Thursday, February 11, 2010

Review - The Island (Ostrov)


The Island has taken over three years to reach these shores, having been released – with some success – in its native Russia in 2006. This delay may suggest the picture is something of a tough sell, and that perception might be solidified by the film's aesthetic style, which bears more than a passing resemblance to the work of Tarkovsky. However, viewers expecting Pavel Lungin's film to be a hard slog may be surprised by just how light much of it is, with the central study of religious faith and guilt being offset by an unexpected, and most welcome, streak of absurd humour. This is mainly down to Pyotr Mamonov, a craggy old actor who plays the central role with remarkable energy and conviction. Mamonov is Father Anatoly, a monk living on a frozen and remote island that houses a dilapidated monastery. While the majority of monks who live here are pious and demur as you would expect, Anatoly is an eccentric who lives in the boiler room, rarely washes or changes his clothes, disrupts church services, and habitually plays practical jokes on his colleagues. For some reason – perhaps because his behaviour is so extraordinary – many locals have come to see Anatoly as a holy man with healing powers, and they line up for an audience with him.

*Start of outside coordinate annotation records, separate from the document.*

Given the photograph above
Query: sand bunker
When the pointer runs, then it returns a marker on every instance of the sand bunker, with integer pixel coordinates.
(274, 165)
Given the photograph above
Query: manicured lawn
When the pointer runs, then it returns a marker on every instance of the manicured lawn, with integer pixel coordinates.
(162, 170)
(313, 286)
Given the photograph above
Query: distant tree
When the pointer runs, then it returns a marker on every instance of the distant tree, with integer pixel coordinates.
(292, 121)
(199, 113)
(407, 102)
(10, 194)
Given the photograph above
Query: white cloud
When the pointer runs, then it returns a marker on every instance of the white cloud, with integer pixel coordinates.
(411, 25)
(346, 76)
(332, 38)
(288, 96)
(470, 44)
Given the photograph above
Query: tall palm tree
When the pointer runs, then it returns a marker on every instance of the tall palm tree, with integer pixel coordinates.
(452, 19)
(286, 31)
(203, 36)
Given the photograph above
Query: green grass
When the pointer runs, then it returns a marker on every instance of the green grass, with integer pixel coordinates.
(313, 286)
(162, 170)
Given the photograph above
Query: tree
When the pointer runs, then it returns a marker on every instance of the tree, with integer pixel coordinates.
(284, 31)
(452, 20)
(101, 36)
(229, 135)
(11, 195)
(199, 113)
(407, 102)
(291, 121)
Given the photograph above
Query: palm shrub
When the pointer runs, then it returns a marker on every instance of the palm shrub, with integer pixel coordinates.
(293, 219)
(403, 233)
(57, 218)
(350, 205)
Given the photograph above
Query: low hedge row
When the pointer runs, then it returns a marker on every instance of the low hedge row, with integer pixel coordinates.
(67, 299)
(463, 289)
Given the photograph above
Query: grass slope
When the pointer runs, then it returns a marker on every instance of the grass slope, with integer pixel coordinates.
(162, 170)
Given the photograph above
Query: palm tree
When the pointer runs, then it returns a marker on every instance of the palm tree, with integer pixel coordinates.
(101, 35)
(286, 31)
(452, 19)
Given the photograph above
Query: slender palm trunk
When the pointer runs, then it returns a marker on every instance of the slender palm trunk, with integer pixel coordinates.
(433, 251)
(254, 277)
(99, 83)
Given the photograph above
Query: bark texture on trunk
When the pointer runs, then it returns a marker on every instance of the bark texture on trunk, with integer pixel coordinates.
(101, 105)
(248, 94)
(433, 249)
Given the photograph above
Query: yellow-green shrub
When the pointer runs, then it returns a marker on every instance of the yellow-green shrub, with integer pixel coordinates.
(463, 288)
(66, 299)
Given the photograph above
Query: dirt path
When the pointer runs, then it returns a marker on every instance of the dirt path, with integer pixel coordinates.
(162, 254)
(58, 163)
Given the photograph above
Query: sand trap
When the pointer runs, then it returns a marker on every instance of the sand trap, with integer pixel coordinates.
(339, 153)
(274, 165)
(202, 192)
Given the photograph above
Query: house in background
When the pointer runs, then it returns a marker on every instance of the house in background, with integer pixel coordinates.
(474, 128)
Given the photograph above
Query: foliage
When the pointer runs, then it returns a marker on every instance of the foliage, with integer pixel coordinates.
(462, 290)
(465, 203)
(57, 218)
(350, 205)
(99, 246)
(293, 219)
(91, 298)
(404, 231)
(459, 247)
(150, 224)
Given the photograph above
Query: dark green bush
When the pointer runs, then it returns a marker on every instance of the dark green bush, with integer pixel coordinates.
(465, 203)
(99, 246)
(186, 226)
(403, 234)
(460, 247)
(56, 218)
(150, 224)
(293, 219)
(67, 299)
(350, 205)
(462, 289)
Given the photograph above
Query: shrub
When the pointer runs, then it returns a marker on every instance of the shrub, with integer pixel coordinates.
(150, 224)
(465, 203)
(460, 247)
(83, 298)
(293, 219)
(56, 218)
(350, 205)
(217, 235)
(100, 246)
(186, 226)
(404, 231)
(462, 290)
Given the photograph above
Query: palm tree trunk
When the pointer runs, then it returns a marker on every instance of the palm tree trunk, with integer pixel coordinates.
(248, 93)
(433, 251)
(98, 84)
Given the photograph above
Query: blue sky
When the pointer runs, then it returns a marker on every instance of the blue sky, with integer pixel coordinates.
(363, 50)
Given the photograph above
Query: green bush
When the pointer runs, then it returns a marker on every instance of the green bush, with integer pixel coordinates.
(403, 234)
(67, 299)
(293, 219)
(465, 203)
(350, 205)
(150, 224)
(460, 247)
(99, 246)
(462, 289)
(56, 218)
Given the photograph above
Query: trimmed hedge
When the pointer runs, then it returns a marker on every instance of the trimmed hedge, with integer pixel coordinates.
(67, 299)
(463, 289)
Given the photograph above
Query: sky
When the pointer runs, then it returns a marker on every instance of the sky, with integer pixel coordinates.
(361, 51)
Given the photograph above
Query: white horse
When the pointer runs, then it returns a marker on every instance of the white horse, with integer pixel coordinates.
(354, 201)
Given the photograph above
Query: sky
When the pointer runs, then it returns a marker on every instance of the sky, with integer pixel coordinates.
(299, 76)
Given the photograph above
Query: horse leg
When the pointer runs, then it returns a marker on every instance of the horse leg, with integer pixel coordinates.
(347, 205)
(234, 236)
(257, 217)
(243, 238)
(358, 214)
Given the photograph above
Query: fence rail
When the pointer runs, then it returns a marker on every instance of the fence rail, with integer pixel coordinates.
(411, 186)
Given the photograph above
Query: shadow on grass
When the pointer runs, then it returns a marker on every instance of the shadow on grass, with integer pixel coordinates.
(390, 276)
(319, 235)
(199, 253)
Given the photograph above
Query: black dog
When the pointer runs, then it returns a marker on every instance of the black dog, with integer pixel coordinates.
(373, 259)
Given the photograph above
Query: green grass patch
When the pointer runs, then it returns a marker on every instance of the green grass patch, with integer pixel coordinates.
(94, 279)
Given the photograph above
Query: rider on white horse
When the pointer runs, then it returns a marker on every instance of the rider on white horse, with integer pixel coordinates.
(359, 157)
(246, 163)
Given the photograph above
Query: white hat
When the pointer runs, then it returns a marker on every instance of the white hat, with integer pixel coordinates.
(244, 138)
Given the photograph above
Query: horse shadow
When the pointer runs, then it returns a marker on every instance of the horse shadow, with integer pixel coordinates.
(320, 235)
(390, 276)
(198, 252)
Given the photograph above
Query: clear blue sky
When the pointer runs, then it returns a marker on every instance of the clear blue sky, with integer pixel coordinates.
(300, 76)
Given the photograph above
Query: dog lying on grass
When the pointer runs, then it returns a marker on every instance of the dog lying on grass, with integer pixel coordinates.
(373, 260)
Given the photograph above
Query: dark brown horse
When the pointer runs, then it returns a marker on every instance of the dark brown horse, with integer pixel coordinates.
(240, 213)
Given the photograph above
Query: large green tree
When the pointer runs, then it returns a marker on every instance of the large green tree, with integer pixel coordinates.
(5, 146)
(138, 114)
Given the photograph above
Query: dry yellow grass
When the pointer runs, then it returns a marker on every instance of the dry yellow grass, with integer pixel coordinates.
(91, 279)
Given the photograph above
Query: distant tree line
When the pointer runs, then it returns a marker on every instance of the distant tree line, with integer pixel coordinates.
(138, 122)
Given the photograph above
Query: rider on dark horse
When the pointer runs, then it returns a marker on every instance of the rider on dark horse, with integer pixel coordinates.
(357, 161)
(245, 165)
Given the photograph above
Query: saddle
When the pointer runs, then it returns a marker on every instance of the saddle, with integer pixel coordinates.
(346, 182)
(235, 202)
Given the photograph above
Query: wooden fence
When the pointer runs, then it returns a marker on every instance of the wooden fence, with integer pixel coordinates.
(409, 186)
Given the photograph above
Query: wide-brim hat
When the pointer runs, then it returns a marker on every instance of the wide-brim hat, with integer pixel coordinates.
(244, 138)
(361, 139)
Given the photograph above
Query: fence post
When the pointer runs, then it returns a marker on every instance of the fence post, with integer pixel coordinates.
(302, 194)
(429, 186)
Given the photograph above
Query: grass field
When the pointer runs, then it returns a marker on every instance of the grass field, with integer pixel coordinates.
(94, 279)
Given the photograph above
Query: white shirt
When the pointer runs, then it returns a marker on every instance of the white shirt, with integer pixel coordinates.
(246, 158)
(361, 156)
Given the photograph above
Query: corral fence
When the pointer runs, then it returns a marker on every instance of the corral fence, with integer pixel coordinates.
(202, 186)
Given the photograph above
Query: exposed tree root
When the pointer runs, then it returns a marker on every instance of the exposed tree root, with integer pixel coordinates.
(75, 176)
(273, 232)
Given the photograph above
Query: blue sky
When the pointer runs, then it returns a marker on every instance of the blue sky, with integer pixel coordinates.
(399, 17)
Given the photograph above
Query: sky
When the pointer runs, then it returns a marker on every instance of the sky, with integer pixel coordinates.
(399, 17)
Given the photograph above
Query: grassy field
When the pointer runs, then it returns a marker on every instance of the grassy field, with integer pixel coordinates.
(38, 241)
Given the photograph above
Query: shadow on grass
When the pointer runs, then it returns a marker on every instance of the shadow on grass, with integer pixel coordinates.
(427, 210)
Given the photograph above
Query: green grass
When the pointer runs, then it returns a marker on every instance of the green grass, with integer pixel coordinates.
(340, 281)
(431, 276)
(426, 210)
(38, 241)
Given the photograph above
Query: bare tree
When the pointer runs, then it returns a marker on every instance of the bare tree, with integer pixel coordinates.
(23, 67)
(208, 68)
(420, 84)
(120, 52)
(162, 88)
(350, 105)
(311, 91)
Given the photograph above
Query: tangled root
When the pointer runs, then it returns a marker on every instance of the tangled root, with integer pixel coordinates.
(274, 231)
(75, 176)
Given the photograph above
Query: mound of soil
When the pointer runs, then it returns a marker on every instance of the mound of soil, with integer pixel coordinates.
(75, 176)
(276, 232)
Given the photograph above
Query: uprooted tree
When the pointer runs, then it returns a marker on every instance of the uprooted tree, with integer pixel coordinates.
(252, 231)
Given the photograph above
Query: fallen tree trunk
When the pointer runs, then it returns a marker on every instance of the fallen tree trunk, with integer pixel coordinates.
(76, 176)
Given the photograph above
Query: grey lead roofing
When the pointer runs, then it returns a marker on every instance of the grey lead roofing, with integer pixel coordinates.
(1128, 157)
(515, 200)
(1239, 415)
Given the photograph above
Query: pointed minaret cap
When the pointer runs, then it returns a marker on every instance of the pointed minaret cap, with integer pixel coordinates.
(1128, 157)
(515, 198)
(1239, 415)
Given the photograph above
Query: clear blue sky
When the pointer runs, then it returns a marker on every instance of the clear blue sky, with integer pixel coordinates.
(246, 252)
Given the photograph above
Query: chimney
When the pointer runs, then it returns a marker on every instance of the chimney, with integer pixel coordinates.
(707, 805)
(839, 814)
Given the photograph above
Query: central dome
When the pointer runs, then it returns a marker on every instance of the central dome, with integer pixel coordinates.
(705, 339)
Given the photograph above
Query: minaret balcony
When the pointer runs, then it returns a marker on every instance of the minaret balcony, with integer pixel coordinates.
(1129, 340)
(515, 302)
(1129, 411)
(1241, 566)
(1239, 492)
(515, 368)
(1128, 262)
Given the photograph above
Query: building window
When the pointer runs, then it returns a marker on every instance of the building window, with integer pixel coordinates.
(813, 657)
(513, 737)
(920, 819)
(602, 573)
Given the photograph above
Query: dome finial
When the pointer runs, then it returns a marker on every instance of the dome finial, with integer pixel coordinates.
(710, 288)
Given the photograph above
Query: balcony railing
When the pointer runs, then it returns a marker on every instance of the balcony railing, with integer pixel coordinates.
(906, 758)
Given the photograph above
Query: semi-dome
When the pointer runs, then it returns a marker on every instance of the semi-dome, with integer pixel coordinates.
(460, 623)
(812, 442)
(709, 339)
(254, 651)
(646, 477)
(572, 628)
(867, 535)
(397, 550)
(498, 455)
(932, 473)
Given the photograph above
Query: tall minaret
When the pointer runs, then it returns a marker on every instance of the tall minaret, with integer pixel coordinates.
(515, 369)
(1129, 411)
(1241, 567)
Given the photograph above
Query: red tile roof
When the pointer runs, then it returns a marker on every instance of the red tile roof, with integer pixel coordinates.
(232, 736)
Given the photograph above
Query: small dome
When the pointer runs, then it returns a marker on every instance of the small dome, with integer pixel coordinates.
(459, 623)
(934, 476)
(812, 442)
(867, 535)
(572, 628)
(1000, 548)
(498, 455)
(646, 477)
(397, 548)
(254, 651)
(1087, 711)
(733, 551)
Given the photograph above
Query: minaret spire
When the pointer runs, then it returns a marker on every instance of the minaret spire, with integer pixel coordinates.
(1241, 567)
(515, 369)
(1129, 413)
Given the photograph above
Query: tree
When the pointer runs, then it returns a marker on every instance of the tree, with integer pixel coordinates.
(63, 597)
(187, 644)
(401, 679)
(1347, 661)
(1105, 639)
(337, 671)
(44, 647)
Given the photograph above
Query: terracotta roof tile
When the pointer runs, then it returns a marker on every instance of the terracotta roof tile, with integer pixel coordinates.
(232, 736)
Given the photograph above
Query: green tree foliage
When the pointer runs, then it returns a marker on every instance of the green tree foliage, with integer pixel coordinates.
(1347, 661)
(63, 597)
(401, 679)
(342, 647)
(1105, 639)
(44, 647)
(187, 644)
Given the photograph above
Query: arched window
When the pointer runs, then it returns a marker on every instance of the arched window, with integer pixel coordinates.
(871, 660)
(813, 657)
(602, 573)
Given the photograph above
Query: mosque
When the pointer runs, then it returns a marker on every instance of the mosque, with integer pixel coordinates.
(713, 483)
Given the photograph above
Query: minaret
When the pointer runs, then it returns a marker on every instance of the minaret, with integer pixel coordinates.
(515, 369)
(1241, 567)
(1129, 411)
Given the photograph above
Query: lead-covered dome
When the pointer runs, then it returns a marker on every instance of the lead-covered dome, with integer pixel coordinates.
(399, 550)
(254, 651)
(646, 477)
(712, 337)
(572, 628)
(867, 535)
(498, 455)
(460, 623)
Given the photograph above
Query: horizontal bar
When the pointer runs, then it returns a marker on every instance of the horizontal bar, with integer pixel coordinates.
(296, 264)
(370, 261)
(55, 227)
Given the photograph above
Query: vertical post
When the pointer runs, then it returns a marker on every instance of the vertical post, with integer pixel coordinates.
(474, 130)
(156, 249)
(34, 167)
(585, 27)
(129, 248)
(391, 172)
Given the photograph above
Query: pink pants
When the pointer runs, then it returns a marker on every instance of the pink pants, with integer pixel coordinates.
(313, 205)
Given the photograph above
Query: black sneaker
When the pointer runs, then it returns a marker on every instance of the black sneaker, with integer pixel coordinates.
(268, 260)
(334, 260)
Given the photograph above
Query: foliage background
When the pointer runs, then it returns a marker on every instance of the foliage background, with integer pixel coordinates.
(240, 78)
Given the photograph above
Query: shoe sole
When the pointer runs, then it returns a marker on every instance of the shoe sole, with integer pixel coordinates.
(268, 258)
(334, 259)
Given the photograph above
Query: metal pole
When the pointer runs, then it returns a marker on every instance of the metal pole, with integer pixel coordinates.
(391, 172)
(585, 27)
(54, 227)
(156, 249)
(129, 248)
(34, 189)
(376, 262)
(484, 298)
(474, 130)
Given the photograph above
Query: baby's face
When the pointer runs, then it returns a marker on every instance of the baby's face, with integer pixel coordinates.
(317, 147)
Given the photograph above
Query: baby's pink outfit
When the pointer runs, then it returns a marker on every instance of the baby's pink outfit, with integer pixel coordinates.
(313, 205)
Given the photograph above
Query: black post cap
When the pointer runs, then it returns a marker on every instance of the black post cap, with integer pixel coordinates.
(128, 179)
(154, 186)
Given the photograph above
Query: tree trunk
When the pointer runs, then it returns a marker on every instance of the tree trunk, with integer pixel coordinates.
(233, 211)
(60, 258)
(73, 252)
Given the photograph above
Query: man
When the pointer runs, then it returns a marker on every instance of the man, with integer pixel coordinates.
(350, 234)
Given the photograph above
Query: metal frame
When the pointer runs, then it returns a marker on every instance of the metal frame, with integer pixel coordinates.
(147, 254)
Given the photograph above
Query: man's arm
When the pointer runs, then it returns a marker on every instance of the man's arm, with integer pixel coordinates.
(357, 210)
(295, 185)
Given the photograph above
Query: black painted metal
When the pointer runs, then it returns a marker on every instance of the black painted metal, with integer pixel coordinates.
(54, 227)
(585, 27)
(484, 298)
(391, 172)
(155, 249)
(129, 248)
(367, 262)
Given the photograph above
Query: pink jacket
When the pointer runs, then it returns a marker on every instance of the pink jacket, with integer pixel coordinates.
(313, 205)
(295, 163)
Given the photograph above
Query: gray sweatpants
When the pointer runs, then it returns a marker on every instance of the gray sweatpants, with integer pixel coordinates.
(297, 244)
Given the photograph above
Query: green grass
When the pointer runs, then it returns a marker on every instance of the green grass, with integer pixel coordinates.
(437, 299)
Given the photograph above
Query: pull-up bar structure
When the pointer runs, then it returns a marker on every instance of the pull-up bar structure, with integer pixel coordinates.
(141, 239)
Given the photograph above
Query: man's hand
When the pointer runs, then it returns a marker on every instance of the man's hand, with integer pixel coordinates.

Anatoly is a figure borne from the Russian tradition of the 'Holy Fool'; a seemingly unhinged character whose bizarre behaviour actually strikes at a deeper truth than that of the more pious and devout monks around him. His dedication to living without any luxuries embarrasses his fellow monks, and his advice to those who seek his help always demands some kind of sacrifice from them; one woman is told to sell everything she has and travel to Paris to be reunited with her husband, another told to spend the night at the monastery and risk losing her job in order to help her sick son. Lungin maintains a shroud of ambiguity around his main protagonist, allowing us to assume that he is simply kidding everyone, while also suggesting he may have some kind of divine influence. Mamonov's forceful and utterly believable portrayal keeps us guessing and keeps us entertained; at any given moment he could collapse to his knees in prayer or break out in an impromptu chicken impersonation.

There is a great deal to appreciate in Lungin's filmmaking, notably the manner in which the film's bleak and icy setting is captured with great beauty by his striking compositions. The Island throws up numerous fascinating ideas about the nature of sin, faith and redemption, but at a certain point Lungin seems to lose confidence in his narrative, and the film narrows into a deflating climactic third. For much of the film, Anatoly is tortured by the memory of a wartime crime he committed thirty years before, and the way the director returns to this incident at the film's close feels disappointingly contrived. The ideas that The Island attempts to deal with are too weighty and complex to be closed off by such a pat and conventional ending, but if Lungin is simply guilty of biting off more thematic content than he can chew, there are worse crimes for a filmmaker to be charged with.


*As a sidenote, the print of The Island that was shown to the press and is currently being screened at the Renoir cinema in London has a strange subtitling issue. At random, a number of lines are translated into Italian rather than English, and there seems to be no rhyme or reason for this. It isn't enough to spoil the film, but it is rather annoying, so if anyone knows what's behind this unusual discrepancy please let me know.